For those of you who are not familiar with supercomputing, most of your "big name" supercomputers are not made of parts that are appreciably faster than the ones in your laptop. What makes them fast and super is scale. You take the equivalent of tens of thousands (or hundreds of thousands) of laptops and program them in a way that chops up the problem into little pieces. Then you have each laptop-equivalent work on its own piece, and you pool the answers. That's (typically) how supercomputing happens.

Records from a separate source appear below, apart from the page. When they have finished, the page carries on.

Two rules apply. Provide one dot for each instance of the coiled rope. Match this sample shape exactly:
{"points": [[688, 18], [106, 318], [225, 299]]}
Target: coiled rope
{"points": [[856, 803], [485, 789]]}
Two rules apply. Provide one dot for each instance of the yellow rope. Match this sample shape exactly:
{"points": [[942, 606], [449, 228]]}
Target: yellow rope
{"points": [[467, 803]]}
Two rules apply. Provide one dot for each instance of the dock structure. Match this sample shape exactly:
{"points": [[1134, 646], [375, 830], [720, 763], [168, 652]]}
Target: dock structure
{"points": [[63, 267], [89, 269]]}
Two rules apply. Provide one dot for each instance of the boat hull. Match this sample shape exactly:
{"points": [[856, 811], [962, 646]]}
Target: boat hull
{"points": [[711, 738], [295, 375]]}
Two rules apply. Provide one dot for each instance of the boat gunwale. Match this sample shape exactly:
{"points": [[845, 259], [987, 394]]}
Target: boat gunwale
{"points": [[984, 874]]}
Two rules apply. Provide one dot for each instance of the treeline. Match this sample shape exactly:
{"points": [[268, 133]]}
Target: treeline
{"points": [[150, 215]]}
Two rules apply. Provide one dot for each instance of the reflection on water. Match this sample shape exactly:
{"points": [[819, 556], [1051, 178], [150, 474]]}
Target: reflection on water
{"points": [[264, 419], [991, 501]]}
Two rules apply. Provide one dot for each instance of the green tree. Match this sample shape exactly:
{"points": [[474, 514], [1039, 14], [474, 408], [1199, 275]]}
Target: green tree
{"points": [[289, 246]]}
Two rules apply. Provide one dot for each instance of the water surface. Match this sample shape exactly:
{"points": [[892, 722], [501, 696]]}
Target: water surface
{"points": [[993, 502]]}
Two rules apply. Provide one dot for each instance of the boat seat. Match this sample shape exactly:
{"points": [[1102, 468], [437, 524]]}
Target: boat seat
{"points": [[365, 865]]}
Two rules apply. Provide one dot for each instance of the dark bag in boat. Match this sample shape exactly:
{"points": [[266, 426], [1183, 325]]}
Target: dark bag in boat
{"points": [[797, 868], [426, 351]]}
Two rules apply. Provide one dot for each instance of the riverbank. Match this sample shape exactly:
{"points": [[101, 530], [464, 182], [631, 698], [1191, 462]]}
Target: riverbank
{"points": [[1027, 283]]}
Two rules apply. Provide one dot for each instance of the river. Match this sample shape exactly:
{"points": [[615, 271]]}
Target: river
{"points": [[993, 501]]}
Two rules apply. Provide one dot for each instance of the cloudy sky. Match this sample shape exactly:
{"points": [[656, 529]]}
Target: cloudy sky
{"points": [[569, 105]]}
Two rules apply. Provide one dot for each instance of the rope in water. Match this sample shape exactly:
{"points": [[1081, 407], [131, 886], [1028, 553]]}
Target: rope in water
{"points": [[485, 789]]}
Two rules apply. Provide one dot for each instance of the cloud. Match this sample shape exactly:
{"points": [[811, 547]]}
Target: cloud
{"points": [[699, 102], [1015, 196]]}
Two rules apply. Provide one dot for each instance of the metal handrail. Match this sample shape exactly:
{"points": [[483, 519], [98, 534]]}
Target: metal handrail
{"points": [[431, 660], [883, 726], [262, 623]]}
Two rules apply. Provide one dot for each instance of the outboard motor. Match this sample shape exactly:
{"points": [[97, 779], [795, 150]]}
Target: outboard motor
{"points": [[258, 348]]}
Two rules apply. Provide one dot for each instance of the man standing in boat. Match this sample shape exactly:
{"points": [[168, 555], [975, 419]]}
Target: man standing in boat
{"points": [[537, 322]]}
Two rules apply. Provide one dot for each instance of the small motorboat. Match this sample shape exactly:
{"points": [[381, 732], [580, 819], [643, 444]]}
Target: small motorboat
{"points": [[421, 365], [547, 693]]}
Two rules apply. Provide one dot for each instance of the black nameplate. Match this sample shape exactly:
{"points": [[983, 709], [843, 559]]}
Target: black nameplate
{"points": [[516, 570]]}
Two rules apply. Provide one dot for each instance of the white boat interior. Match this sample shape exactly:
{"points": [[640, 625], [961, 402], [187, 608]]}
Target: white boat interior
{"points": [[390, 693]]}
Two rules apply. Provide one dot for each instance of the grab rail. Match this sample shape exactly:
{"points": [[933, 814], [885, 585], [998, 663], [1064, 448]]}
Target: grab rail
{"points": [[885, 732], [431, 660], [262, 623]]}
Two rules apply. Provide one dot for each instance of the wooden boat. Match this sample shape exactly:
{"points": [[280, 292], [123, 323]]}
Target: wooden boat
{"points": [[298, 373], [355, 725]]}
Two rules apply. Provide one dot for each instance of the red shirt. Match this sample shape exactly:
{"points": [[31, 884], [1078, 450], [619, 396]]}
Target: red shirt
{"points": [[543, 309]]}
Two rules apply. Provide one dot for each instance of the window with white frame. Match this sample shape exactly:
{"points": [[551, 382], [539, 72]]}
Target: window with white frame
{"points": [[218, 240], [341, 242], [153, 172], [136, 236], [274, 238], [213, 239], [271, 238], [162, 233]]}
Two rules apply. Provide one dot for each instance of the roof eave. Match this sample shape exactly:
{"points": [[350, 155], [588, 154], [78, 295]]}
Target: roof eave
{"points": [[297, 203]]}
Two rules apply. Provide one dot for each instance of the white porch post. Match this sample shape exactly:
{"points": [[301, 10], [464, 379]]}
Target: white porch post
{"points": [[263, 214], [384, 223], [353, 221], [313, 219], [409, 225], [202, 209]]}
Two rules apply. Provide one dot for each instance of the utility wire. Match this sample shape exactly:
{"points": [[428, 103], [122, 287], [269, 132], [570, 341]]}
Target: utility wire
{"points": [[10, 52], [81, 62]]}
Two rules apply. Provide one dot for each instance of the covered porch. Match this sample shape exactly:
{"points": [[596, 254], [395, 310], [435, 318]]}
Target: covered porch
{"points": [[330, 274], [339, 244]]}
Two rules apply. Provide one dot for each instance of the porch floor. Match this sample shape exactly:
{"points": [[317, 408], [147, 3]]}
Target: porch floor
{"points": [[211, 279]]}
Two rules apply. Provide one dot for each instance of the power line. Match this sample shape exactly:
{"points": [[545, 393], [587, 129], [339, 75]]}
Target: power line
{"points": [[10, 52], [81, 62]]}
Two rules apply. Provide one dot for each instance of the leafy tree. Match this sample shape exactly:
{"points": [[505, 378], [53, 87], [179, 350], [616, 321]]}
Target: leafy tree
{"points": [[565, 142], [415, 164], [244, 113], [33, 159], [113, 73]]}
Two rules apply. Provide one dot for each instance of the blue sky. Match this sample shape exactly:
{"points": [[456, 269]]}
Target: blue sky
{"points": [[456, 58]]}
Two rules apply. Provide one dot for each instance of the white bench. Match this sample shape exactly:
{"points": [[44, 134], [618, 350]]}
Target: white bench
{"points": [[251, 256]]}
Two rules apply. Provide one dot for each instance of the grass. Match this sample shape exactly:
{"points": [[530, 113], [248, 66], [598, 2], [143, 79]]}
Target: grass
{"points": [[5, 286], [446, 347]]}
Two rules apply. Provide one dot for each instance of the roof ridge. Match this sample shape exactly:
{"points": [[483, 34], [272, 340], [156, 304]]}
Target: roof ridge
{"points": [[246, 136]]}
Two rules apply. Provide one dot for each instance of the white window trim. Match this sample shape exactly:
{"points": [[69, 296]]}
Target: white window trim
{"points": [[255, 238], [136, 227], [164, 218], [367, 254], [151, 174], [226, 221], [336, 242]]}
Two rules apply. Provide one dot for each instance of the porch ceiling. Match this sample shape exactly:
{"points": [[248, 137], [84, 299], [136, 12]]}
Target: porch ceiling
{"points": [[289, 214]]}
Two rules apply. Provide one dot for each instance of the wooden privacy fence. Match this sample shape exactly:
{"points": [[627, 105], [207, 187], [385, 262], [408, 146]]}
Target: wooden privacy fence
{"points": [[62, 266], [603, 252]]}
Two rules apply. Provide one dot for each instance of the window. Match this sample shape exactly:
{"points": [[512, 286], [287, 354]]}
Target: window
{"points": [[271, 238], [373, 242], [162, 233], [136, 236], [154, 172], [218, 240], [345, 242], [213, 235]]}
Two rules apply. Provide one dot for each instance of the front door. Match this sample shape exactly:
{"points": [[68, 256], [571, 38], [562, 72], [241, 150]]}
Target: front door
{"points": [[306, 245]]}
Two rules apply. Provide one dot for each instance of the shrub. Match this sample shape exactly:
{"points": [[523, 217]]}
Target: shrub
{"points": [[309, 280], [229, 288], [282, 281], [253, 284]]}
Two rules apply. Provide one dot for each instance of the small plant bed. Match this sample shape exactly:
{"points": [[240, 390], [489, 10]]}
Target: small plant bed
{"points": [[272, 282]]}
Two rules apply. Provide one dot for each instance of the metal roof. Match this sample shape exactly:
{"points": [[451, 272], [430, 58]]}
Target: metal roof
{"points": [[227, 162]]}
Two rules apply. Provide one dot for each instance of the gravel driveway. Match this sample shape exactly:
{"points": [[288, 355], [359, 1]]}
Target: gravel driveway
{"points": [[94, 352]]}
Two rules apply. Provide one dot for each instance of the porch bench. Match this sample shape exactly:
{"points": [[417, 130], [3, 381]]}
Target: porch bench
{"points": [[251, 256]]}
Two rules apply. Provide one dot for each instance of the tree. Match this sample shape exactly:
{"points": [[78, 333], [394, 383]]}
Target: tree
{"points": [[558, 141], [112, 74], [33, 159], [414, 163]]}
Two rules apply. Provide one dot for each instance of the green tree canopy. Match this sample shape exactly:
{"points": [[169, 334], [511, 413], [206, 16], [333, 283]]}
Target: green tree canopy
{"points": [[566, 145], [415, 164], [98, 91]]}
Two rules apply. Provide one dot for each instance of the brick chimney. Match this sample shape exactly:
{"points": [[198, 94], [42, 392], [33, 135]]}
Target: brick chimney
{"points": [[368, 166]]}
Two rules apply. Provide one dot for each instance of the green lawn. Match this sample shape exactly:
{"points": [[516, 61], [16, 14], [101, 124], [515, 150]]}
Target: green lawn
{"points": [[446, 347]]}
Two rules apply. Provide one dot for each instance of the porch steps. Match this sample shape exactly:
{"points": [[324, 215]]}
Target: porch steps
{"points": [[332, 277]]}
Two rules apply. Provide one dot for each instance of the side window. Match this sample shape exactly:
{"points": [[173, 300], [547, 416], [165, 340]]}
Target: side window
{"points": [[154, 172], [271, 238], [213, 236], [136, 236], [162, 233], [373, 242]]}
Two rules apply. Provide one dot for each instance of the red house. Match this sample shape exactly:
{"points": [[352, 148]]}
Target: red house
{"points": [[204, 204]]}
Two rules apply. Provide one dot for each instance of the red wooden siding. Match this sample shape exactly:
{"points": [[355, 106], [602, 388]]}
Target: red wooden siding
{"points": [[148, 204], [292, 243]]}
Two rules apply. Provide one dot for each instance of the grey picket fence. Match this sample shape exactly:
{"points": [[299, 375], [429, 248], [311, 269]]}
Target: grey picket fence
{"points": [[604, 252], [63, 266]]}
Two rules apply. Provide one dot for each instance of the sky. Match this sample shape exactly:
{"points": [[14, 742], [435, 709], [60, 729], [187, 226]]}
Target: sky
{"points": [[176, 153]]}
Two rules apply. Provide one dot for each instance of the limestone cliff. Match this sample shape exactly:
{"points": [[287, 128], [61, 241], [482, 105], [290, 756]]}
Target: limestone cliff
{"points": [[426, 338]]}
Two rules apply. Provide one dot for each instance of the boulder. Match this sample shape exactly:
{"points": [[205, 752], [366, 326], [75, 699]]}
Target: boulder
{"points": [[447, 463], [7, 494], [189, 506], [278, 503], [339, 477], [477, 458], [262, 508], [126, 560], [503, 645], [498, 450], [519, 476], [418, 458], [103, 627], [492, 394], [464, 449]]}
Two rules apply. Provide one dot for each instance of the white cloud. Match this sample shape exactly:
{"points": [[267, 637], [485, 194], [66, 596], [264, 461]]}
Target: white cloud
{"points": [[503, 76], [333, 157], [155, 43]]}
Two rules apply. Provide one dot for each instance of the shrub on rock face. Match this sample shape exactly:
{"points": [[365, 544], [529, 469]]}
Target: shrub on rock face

And people write papers about how much faster the program runs as you throw more resources at it. If you have it run on two cores instead of one, it runs almost twice as fast. If you have it run on 16 cores instead of one, it might run 14 times faster. If you have it run on 1000 cores instead of one, it might run 600 times faster. Doubling the resources won't necessarily double the speed at which things run. The more pieces that you chop things into and the more cores that you have computing, the more time that is devoted to communication between the cores instead of to computing. When you have a problem that is broken up into a lot of little parts, a decent amount of computing power is devoted to keeping track of the parts and what they're doing and getting them to play together nicely -- and that means that this computing power can't do actual number-crunching because it's busy doing administration.

I work with a supercomputing center. Everyone who I work with should be familiar with this principle.

And yet: Every single week we all gather in the auditorium a full-staff meeting with a really vague agenda that is not adhered to.